# Help Me Decode My Watch..?



## Verkitso (Aug 28, 2006)

After leading a largely blameless life for 30+ years, I've been bitten by the military watch bug, and finally succumbed to a moment of madness on eBay a couple of nights ago. The result is that I'm now the proud owner of a Timor WWW, which was advertised as non-working and in need of restoration. I've already got a couple of quotes from some well-respected horologists, but while I'm saving up my pennies, I wondered if the resident RLT experts could help tell me more about what the numbers on the back of the case mean -- and apologies in advance if you've already answered a hundred questions like this.

The back of the watch reads:

TIMOR

WWW

K 5139

35039


----------



## rhaythorne (Jan 12, 2004)

In the 1940's the British Ministry of Defence, or War Dept. as I guess it was known as back in those days, drew up a specification for a wristwatch to be issued to the armed forces. The result was the WWW (Wrist Watch Waterproof) which was supplied by a variety of manufacturers - Timor, Buren, CYMA, Eterna, Grana, JLC, Lemania, Longines, IWC, Omega, Record and Vertex.

The numbers on the back of the watch are, I think, the serial number prefixed by a letter associated with that particular manufacturer. The prefix letters for each manufacturer are:

Timor - K

Buren - H

CYMA - P

Eterna - P, Q

Grana - M

JLC - F

Lemania - L, Q

Longines - F

IWC - M

Omega - Y

Record - A, L, F

Vertex - A

That's about as much as I know, but others can probably provide some more info


----------



## Verkitso (Aug 28, 2006)

Rich

Thanks for that info -- the watch seems to have the right letter, anyway, so that's nice to know! I wonder how I find out what year it was made..?


----------



## rhaythorne (Jan 12, 2004)

I've often wondered that myself as I have a couple of WWW's that I'd love to accurately date.

However, the numbering systems used by each manufacturer don't seem to be the same, so I'm not sure if it's possible to find out this information nowadays. One source does suggest that the watches by Timor and Omega were among the first to be issued (beginning in 1944) with supplies from some manufacturers continuing well into the 1950's.


----------



## Verkitso (Aug 28, 2006)

rhaythorne said:


> I've often wondered that myself as I have a couple of WWW's that I'd love to accurately date.
> 
> However, the numbering systems used by each manufacturer don't seem to be the same, so I'm not sure if it's possible to find out this information nowadays.
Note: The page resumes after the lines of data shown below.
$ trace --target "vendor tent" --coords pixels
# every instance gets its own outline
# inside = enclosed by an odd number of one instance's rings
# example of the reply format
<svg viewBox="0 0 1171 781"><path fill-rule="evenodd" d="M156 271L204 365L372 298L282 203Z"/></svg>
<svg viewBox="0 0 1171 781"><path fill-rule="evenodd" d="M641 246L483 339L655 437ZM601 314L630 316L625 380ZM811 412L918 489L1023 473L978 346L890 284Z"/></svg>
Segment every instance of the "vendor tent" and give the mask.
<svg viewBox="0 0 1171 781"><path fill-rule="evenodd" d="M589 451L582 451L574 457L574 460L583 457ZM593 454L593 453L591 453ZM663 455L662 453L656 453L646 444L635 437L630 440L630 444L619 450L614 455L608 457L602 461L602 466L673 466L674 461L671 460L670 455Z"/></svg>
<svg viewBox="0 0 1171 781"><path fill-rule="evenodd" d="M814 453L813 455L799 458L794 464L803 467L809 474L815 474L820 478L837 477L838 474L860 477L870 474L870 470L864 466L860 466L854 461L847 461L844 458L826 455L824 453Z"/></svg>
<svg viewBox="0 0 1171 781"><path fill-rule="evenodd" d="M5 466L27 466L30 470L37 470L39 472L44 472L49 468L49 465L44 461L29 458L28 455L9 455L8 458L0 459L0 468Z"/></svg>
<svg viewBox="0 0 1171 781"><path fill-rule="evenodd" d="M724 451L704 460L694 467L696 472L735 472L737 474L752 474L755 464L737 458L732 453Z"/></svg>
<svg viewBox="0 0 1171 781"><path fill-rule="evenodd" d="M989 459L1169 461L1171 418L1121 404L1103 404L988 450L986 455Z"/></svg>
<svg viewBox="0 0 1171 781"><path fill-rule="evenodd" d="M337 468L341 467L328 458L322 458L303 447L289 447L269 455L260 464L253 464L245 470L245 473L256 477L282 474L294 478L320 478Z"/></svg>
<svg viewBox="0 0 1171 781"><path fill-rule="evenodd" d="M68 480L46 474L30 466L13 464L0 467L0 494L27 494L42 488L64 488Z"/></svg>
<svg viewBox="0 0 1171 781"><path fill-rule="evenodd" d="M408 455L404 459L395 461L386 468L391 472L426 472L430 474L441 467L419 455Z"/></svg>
One source does suggest that the watches by Timor and Omega were among the first to be issued (beginning in 1944) with supplies from some manufacturers continuing well into the 1950's.


It's interesting to note that Timor were among the first. I'd like to believe that my new watch saw active service (not that I grew up reading Warlord, Victor, Battle or Commando comics, of course...) but I suppose I'll never know. I have a horrible suspicion, though, that this marks the beginning of an obsession...


----------



## rhaythorne (Jan 12, 2004)

Don't worry, you're not alone


----------



## Verkitso (Aug 28, 2006)

rhaythorne said:


> Don't worry, you're not alone


Rich

Probably a dangerous question, this, but what's the best source of WWW watches? I'm guessing it's everyone's favourite online auction site, but is there a particular shop or another site popular with those in the know..?

Cheers

V


----------



## balu (Nov 6, 2006)

You might find some interesting info on WWW watches here:

http://ninanet.net/watches/launchpad.html

Balu


----------



## rhaythorne (Jan 12, 2004)

Verkitso said:


> rhaythorne said:
> 
> 
> > Don't worry, you're not alone
> ...


I know of two or three sites that seem to have a reasonable stock of WWW and "DH" (the German military equivalents) watches but forum rules forbid me from posting the links here and I can't PM you. So, if you email me at the address you'll find on this page I'll send you the details







Other than that, yes, they do crop up from time to time on eBay.


----------